“爱人?”他冷哼,“就凭你?”
“不然呢?”她眼眶微湿,颤声说:“你要不是爱惨了我,怎么会这么关心我爱不爱你?”
雍鸣盯着她,忽然莞尔,“你养过狗么?”
“……”
“你之于我而言,就像我的狗。”阴狠的目光逼视着她,他咬牙冷笑,“我可以选择爱你或者不爱你,但你只能选择爱我,并且只属于我。”
就知道他没好话。
“这么说,”她唇角一动,泛出一抹嘲讽的笑,勇敢地直视他,“你也跟狗做那种事么?”
雍鸣脸色一冷。
莫如云干脆闭上眼。
要打就打吧,说她是狗,不反击她会呕死。
一秒;
两秒;
三秒……
突然,脸颊上的钳制一松,她睁开了眼。
只见雍鸣已经坐了回去,拿起汤勺,喝了一口,便皱眉推到另一边。
已经凉透了。
餐厅经理紧张地跑过来,弯腰柔声问:“雍先生,是汤不合口么?”
“端走。

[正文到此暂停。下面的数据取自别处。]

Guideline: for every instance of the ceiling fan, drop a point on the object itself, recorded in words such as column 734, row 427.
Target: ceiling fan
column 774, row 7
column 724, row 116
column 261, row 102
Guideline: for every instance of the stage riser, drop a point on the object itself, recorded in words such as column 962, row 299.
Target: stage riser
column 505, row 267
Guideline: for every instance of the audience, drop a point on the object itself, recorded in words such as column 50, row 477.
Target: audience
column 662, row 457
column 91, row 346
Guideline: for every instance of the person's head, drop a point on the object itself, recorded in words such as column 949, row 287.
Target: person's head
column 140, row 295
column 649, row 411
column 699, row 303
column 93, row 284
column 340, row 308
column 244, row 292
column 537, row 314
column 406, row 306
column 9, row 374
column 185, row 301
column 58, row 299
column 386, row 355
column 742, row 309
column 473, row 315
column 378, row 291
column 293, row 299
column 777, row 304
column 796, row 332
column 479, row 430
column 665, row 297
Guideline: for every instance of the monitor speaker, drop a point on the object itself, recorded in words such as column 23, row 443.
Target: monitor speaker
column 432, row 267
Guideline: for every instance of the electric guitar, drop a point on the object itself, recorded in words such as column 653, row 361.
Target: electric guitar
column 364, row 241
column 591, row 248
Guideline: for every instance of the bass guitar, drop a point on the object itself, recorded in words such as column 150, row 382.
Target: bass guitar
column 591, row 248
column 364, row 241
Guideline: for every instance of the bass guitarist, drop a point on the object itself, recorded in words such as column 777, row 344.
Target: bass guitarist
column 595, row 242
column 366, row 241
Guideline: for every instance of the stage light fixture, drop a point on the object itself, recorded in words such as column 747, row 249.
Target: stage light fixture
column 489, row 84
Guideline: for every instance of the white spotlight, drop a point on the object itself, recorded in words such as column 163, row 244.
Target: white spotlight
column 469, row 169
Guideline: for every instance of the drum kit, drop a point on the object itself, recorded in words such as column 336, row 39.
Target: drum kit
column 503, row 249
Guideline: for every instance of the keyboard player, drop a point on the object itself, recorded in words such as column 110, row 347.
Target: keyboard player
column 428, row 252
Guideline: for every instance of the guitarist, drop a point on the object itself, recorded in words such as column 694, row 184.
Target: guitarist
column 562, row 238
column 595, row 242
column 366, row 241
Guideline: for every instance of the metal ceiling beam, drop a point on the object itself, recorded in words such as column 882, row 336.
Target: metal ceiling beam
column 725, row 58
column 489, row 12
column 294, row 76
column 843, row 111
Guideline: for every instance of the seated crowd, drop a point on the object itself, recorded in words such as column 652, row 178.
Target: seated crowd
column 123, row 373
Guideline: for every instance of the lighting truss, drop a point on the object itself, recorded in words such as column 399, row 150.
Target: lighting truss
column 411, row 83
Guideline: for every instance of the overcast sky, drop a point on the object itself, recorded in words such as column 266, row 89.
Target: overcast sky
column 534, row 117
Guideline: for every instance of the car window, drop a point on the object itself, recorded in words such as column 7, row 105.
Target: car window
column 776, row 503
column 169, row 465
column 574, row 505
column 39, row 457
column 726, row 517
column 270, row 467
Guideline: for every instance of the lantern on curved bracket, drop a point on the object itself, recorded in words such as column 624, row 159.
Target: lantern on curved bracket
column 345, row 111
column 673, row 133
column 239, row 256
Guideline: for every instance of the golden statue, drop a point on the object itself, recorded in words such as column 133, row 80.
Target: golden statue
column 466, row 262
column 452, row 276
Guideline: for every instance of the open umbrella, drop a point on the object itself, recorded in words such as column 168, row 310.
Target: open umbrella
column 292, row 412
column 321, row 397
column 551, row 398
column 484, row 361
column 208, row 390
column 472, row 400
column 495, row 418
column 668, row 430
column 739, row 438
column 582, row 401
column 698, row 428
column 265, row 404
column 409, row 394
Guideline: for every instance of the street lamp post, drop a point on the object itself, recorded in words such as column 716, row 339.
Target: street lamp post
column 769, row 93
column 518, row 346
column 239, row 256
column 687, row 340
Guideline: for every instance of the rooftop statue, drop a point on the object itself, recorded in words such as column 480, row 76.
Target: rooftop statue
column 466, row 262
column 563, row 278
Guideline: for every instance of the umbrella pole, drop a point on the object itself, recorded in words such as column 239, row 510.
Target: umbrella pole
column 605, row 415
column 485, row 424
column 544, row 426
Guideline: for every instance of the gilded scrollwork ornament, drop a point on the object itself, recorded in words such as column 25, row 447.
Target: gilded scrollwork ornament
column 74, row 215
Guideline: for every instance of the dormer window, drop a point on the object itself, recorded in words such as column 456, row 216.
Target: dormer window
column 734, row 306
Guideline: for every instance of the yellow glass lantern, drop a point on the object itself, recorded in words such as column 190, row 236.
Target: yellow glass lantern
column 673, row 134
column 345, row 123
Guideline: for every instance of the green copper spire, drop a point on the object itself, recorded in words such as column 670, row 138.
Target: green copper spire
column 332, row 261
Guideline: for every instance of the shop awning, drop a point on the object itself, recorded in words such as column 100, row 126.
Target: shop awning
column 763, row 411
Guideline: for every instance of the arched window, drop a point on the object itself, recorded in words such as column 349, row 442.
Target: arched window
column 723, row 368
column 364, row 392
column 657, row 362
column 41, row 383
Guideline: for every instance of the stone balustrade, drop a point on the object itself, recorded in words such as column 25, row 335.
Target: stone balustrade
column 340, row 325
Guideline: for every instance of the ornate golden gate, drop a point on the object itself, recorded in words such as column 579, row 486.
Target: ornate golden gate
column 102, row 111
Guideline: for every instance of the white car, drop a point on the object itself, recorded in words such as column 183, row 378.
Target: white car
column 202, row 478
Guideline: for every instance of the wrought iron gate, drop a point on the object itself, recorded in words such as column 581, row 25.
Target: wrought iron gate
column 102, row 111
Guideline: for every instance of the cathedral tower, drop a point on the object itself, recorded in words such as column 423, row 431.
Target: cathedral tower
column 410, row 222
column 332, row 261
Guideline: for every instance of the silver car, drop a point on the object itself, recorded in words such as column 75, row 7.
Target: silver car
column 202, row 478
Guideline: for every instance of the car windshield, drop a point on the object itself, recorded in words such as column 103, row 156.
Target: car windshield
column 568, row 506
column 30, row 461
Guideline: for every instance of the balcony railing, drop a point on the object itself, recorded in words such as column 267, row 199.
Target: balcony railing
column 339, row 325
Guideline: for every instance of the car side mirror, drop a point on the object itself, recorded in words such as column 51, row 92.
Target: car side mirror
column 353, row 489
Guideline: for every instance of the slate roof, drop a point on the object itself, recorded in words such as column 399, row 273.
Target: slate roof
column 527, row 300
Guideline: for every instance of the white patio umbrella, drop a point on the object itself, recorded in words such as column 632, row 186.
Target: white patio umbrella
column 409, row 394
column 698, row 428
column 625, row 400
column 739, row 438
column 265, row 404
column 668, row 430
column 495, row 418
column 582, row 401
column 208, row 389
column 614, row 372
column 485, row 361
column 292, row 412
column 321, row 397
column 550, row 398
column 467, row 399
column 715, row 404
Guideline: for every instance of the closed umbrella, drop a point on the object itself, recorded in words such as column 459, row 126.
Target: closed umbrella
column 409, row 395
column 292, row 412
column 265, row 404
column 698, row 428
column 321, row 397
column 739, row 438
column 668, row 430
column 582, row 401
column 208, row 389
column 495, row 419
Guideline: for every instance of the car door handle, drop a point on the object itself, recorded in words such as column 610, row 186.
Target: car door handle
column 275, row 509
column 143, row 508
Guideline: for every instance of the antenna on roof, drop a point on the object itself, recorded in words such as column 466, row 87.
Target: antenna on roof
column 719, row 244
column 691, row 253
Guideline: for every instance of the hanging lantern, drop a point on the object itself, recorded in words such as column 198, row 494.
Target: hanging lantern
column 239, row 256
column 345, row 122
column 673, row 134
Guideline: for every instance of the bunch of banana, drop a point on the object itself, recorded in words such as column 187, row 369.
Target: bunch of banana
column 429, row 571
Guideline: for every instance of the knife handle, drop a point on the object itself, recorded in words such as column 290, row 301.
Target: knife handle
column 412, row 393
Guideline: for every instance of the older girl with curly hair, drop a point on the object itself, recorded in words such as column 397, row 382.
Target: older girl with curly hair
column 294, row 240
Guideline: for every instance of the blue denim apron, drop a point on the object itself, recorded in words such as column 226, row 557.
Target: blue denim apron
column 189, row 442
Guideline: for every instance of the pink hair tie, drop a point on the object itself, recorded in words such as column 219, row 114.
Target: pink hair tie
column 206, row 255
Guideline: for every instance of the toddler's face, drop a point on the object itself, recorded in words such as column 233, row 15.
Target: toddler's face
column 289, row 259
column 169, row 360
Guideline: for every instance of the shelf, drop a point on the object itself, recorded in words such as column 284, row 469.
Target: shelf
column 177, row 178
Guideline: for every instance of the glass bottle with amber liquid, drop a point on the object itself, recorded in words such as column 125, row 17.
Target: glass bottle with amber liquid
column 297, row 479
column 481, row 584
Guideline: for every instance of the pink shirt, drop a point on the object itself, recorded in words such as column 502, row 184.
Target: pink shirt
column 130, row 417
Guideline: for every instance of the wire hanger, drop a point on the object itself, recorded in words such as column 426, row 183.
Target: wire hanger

”
经理战战兢兢地端起汤,但显然他太紧张了,手突然一抖,一碟汤直接便泼到了雍鸣的身上。
还不等雍鸣有什么反应,经理已经脸色惨白,扑通一声跪到地上,连声道歉,“对不起,雍先生!对不起!”
雍鸣看着他,面色阴沉。
以这个人格的脾气,搞不好要踹他。
莫如云连忙拿起餐巾跑过来,一边帮雍鸣擦,一边催促那经理,“愣着干什么,还不去病房给我老公拿衣服?”
经理立刻起身跑了,莫如云不敢看雍鸣,用力地擦。
汤是浓汤,没有洇开太多,却格外难处理。
正擦着,手下突然一动。
她动作一停,一只手便托住了她的下颚。
她微怔,顺着他的动作抬头。
还未看清,他的唇已经吮住了她的。
他吻得极温柔,但这种温柔又与第一人格有所不同。
第一人格生涩单纯,温柔得天然,而第二人格的温柔饱含技巧,如一把精美的刀鞘,纵然巧夺天工,仍旧难掩其利刃本质。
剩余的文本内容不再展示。